Eliminating the prostate-specific antigen (PSA) test to screen for prostate cancer would likely result in rising numbers of men with metastatic cancer at the time of diagnosis, according to the analysis published in the journal Cancer.
“Our findings are very important in light of the recent controversy over PSA testing,” says Edward M. Messing, study co-author, chair of urology at the University of Rochester Medical Center, and president of the Society of Urologic Oncology, in the Futurity.org piece. “Yes, there are trade-offs associated with the PSA test and many factors influence the disease outcome. And yet our data are very clear: not doing the PSA test will result in many men presenting with far more advanced prostate cancer. And almost all men with metastasis at diagnosis will die from prostate cancer.”
In 2011 the U.S. Preventive Services Task Force recommended against PSA screening in all men, prompting criticism from the medical community. The government panel reviewed scientific evidence and concluded that screening has little or no benefit, or that the harms of early detection outweigh the benefits.
The Task Force recommendations against screening caused some confusion, and in response, a special panel of experts from the American Society of Clinical Oncology issued its own opinion: for men with a life expectancy of less than 10 years, general screening with the PSA test should be discouraged. For men with a longer life expectancy, though, it is recommended that physicians discuss with patients whether the PSA test is appropriate for them.
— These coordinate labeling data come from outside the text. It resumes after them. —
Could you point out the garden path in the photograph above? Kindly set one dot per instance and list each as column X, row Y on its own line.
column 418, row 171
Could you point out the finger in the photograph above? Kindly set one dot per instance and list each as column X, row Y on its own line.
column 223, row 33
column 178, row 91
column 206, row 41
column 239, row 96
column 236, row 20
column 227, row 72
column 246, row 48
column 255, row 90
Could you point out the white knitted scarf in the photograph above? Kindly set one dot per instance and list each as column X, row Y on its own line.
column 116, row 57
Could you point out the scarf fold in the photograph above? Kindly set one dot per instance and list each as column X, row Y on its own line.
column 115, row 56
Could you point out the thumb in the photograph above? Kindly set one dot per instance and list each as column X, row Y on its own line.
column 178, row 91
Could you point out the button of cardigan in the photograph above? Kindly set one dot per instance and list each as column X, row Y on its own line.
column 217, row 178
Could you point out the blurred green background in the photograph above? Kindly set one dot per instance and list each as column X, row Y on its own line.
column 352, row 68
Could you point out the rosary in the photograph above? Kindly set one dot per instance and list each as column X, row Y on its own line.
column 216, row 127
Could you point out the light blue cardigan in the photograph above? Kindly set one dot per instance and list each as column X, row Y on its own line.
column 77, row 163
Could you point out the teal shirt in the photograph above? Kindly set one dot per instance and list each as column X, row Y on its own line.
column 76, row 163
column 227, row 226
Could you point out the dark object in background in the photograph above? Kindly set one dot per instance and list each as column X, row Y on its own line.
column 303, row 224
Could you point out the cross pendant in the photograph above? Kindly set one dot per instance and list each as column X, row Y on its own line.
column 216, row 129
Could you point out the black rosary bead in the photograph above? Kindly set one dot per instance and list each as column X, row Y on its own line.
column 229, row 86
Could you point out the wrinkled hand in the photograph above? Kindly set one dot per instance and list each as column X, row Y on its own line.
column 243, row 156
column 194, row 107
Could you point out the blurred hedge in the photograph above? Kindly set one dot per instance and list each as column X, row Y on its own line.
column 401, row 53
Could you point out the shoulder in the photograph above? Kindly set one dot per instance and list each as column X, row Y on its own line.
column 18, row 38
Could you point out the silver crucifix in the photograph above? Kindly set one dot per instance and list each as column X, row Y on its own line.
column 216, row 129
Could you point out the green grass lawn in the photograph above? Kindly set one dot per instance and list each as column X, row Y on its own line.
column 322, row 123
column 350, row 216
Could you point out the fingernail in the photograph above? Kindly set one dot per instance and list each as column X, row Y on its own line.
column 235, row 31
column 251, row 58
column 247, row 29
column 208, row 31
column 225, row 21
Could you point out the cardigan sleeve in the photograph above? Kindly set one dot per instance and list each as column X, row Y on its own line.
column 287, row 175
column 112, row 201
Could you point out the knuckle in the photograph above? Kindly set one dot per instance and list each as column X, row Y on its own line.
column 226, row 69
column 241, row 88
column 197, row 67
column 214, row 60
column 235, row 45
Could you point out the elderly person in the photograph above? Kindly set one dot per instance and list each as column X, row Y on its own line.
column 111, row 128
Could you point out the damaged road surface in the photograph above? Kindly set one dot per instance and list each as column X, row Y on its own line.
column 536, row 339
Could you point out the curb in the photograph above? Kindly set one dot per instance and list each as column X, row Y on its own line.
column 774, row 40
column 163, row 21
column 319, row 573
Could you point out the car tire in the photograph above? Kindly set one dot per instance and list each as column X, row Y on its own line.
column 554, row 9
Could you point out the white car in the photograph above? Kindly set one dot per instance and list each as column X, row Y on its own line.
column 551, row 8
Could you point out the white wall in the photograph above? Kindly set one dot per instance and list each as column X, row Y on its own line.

Messing’s study looked back at the era prior to 1986, when no one was routinely screened for prostate cancer with a PSA test. To analyze the effect of screening on stage of disease at initial diagnosis, Messing and Emelian Scosyrev, assistant professor of urology, reviewed data from 1983 to 2008 kept by the nation’s largest cancer registry, Surveillance, Epidemiology and End-Results
, or SEER.
They compared SEER data from the pre-PSA era (1983 to 1985) to the current era of widespread PSA use (2006 to 2008), and adjusted for age, race, and geographic variations in the U.S. population.
Approximately 8,000 cases of prostate cancer with metastases at initial presentation occurred in the United States in 2008. Using a mathematical model to estimate the number of metastatic cases that would be expected to occur in 2008 in the absence of PSA screening, Scosyrev and Messing predict the number would be 25,000.
The authors emphasize the study was observational and has some limitations. In particular it is impossible to know if the PSA test and early detection is solely responsible for the fewer cases of metastasis at diagnosis in 2008.